Kriti’s Journey: A Roadmap to Transfeminine Transitioning

7th of January, 1994, was a happy day for my family, a son was born after quite a while. I often hear from my mother, the day I was brought home from the hospital was, according to her, a queer day of unlikely winter rains in Kolkata. From then till now, there has been multiple revisiting of this story, from gleeful family time bonding, sharing the joy of a son being born, to distress of knowing that I am not their son, to acknowledging that I am their daughter. My birth and all that I got with it, has been a constant battleground for me, my family, the world I live in. The gender I was assigned at birth has defined my life of what I am not, and what I could be. I have heard from many trans* people that we live parallelly in two worlds, of truth and of imagination, the truth of who I am, the imagination of me by the world I live in, therefore to me transition in the context of trans* lives means the articulation of the fact that the gender assigned at birth to me is not my gender. Transition is the movement towards embracing my authentic gender. It does not necessarily mean any visual, social, medical or legal change. Transition does not always mean change.
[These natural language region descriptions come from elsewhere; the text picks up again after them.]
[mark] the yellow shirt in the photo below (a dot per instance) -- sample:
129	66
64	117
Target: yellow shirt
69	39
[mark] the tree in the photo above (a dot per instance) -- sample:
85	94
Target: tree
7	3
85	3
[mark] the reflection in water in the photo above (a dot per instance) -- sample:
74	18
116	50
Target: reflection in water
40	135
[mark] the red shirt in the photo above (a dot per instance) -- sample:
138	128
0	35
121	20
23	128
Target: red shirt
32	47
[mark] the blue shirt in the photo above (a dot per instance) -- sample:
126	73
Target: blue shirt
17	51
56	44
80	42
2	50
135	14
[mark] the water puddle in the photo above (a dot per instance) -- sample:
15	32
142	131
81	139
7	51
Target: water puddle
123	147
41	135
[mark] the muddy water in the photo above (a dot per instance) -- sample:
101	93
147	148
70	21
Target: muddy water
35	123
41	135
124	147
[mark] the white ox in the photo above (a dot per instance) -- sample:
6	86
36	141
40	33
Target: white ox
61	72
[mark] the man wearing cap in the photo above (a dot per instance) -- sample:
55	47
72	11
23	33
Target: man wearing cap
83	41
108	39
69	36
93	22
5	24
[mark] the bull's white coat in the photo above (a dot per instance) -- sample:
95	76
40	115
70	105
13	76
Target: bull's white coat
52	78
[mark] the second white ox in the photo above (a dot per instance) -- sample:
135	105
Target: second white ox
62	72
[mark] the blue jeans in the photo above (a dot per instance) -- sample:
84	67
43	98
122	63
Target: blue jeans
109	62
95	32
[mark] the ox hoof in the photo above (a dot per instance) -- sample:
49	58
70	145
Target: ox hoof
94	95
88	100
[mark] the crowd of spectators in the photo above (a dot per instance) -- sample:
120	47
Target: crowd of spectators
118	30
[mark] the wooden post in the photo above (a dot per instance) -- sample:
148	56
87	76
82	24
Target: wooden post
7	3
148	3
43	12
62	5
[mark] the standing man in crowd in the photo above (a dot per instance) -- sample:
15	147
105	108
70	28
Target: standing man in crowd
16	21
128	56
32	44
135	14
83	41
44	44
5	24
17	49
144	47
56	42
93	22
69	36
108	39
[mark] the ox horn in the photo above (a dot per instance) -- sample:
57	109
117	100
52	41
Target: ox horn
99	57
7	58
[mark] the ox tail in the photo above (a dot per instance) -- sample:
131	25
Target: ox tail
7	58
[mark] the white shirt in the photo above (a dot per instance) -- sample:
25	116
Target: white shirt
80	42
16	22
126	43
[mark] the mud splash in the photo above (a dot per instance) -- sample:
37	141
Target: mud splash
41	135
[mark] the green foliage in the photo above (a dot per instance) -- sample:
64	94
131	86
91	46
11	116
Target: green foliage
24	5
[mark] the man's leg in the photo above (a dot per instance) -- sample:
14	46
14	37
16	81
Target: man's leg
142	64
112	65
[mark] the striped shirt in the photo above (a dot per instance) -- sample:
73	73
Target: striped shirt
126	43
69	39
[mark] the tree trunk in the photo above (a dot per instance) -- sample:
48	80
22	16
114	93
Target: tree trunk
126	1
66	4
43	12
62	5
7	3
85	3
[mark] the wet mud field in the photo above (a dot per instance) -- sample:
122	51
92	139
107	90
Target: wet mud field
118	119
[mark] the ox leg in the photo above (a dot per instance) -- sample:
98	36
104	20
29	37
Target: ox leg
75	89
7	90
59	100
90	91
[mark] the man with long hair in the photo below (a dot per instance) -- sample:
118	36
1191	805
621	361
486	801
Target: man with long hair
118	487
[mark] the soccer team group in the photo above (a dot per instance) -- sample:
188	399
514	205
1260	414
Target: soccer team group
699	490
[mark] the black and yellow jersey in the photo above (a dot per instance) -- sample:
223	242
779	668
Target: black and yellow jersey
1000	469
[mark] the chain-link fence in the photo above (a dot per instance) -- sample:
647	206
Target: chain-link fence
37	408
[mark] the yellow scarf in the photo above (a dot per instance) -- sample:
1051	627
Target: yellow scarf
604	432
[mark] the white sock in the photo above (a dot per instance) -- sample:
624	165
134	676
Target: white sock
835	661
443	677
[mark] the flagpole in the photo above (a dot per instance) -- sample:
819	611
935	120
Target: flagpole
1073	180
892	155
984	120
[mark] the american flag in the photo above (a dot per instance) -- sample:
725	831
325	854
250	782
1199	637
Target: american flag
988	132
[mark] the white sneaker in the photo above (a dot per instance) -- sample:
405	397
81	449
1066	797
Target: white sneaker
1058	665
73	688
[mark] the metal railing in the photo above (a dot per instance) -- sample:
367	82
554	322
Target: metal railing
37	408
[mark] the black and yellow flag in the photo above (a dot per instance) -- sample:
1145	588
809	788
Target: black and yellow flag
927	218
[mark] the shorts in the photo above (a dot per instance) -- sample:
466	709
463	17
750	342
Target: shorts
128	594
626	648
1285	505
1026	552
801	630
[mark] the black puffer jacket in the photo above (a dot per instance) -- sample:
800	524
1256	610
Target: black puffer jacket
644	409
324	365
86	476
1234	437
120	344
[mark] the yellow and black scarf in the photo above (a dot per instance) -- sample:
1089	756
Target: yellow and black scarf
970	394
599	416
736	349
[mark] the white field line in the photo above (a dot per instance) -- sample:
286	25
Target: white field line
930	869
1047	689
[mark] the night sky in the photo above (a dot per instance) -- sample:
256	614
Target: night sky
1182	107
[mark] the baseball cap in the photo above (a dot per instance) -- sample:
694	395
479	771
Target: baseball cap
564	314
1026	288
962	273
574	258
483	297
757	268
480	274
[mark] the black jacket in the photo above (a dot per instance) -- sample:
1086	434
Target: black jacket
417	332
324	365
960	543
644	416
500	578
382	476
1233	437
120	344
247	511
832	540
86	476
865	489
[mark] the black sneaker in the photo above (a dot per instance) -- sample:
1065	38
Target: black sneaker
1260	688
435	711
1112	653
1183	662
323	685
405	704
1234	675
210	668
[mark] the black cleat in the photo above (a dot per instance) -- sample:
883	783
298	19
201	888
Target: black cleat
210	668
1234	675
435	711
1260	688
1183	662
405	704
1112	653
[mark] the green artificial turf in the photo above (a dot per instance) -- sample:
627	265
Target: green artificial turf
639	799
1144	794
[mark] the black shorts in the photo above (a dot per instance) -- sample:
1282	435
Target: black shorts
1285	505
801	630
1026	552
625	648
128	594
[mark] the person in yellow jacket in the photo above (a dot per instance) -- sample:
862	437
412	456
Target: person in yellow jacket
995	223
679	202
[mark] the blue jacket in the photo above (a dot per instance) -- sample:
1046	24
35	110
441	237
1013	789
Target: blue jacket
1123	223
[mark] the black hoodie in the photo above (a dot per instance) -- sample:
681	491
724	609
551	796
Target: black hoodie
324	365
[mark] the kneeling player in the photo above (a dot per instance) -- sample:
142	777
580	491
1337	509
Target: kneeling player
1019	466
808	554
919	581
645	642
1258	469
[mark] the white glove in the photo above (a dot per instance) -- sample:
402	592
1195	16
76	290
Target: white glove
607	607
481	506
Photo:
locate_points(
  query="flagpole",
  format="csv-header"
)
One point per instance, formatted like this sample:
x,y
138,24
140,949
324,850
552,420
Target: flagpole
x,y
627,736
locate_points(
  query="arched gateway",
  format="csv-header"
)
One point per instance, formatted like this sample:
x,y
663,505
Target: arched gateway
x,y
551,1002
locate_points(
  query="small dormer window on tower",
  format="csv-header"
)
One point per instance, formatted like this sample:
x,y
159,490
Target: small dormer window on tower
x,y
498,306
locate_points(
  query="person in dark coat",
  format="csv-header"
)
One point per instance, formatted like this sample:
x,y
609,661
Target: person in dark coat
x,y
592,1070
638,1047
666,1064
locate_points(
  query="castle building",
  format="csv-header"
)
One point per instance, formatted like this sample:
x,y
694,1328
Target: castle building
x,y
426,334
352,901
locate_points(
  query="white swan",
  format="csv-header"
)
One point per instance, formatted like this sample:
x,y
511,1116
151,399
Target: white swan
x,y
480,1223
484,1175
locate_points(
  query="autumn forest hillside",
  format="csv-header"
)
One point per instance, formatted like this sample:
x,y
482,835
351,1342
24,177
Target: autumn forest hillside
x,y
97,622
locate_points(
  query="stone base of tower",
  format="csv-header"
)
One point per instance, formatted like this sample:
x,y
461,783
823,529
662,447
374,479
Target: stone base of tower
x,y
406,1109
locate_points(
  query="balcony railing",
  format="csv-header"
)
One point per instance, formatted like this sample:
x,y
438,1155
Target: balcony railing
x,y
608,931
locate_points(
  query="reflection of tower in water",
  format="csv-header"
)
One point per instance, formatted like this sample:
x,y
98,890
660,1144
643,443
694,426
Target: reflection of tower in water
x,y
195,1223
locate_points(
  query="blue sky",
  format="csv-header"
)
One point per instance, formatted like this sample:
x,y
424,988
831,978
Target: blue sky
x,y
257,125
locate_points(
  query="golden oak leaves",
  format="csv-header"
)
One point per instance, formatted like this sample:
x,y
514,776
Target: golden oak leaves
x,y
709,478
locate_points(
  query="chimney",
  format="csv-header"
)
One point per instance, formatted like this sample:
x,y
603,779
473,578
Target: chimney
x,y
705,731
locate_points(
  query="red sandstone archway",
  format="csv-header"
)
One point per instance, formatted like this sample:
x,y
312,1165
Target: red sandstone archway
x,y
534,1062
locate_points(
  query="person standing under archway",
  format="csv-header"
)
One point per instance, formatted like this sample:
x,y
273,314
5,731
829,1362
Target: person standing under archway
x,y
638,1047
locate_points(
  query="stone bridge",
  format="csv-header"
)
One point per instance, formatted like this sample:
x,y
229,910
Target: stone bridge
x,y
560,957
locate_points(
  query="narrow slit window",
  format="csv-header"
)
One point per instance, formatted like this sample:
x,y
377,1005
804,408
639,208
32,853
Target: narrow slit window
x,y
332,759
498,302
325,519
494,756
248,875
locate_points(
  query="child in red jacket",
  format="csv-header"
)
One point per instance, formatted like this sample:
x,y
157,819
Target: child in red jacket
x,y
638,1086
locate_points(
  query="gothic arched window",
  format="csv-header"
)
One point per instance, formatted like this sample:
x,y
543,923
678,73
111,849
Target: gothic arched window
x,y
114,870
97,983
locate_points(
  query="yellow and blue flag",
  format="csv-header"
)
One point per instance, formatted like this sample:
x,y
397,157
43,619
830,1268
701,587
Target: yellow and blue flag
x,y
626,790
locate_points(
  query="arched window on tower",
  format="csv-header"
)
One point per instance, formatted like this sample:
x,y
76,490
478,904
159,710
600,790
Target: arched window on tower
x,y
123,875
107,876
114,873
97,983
Kriti (name changed), a trans* feminine person, in their early 20’s defines transition, as saying that they are not a man, for them the movement from being seen as a man to stating that they are not one is a complete transition for them. Shamin (name change) a trans* woman in her early 30’s feels a high amount of distress with her body, as she states “ I want to get rid of my male parts.” For her transition is the movement from a body that is perceived in a certain way in the world she lives in, to a body that is perceived to be her truth, her authentic gender.

Transition is a personal journey and there is no one reality. For many trans* people, transition is having the language to define who they are, their true gender, for many of us it is the transformation of the body and for many of us it is being perceived in our true gender by the world. In a world, that reduces trans* identities to just transitioning, it is equally important to put it out there that trans* people are more than their bodies, their gender. The complete human-ness of us may not be defined by our gender journeys. For many of us transition is not even a part of our trans* lives.

However this does not take away the discomfort one may experience due to gender dysphoria, and gender incongruence, which is often triggered by misgendering, and multitudinal denial of rights that trans* people around the world continue to experience. From not being able to use a bathroom that affirms to one’s true gender, because of being perceived in a certain way to denial of entry in public spaces to refusal of healthcare and legal aid for not presenting in adherence to societal gender norms. Therefore transition often is a tool for survival, and hence in the context of transfeminine individuals a profound guide is helpful to ease navigation. Even though each trans* person may define their discomfort and comfort about their own gender identities, following are some widely agreed definitions.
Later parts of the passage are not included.